Il y a quelques mois sortait en salles une rétrospective de dix films hollywoodiens tournés au début des années 1930. Le festival « Forbidden Hollywood » proposait une sélection d’œuvres issues du catalogue de la Warner Bros. et réalisées avant l’application stricte du Code Hays, un système de censure établi en 1930 et durci dès 1934. Parmi les petits joyaux de cette rétrospective, nous pouvons citer Female (1933) de Michael Curtiz, The Mind reader (1933) de Roy Del Ruth et le délicieusement lubitschien Jewel Robbery (1932) de William Dieterle. D’autres cinéastes américains jouissent d’une liberté morale et esthétique durant ces cinq années qui constituent comme une parenthèse enchantée: Jack Conway, Victor Fleming, William A. Wellman, Clarence Brown, Archie Mayo, Alfred E. Green ou encore Tay Garnet.
Dans les films au charme savoureux de cette période qui suit la Grande Dépression, la femme y est souvent représentée comme une créature déterminée, « moderne » et dotée d’un indéniable sex-appeal.

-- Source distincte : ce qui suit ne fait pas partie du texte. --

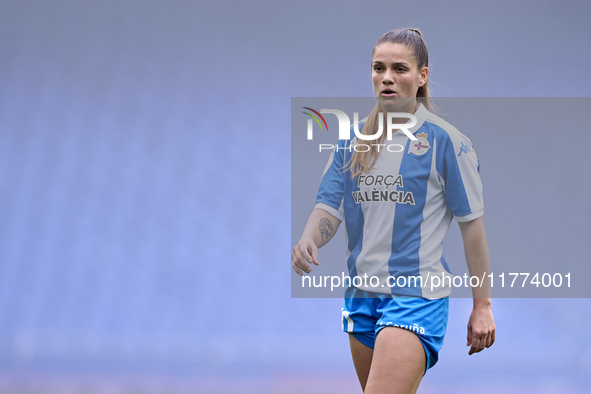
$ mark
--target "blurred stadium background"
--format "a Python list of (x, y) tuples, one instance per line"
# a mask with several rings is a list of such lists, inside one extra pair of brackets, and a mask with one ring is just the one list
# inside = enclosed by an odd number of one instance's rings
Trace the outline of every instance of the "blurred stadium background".
[[(3, 394), (360, 392), (341, 301), (290, 298), (290, 98), (371, 95), (373, 43), (409, 25), (437, 96), (591, 91), (583, 1), (0, 6)], [(588, 201), (588, 175), (567, 190)], [(588, 224), (541, 225), (590, 262)], [(591, 390), (589, 300), (495, 300), (470, 358), (451, 307), (419, 392)]]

Plusieurs actrices incarnent cet être glamour, fer de lance d’un féminisme avant-gardiste: Jean Harlow, Mae West, Barbara Stanwyck, Norma Shearer, Joan Blondell, Kay Francis, Joan Crawford ou encore Bette Davis…
Un livre édité chez LettMotif, un éditeur spécialisé en livres et revues de cinéma, revient sur la représentation des femmes de la période dite du « pré-Code hollywoodien » et étudie les archétypes de la pin-up tout en relativisant ces quelques années de soi-disant liberté totale. L’auteur de cette très complète étude – qui est en fait sa thèse universitaire – est Mélanie Boissonneau, docteure en études cinématographiques et audiovisuelles.
A travers la figure de la pin-up et avec notamment les rôles incarnés par Jean Harlow, Mae West et Betty Boop (!), Mélanie Boissonneau étudie la figure de la femme sexy dans la société américaine des années 1930 et sa représentation au cinéma. L’auteur revient également sur une des héroïnes émancipées du grand écran en la personne de Jane Parker, la femme de Tarzan, jouée par la belle Maureen O’Sullivan dans Tarzan, l’homme singe (1932) et Tarzan et sa compagne (1934) qui, en plus d’être une femme indépendante et libre, assume sa nudité en se baignant langoureusement dans la rivière… Avant que, quelques mois plus tard, les grincheux et les ligues de vertus renvoient les femmes – et Jane – à la cuisine.
Cette ouvrage dense – 500 et quelques pages – réhabilite une figure du cinéma trop souvent considérée comme un simple objet de convoitise: loin d’être la jolie et idiote utile, la pin-up est un être libre, tant dans ses ambitions professionnelles qu’avec son corps qu’elle choisit de dévoiler. Ou pas. Ces symboles d’une féminité assumée est, selon l’auteur, « construite » chez la pin-up. Un livre riche et passionnant qui renvoie évidemment à notre époque où tous les tabous sur la sexualité reviennent en force et où la place de la femme libre est remise en cause par le retour de l’orthodoxie religieuse et des dogmes qu’on croyait enfouis.
Pin-Up au temps du Pré-code (1930-1934)
Mélanie Boissonneau
Mars 2019, 520 pages.
Editions LettMotif
Ci-dessus: quelques pages du livre de Mélanie Boissonneau.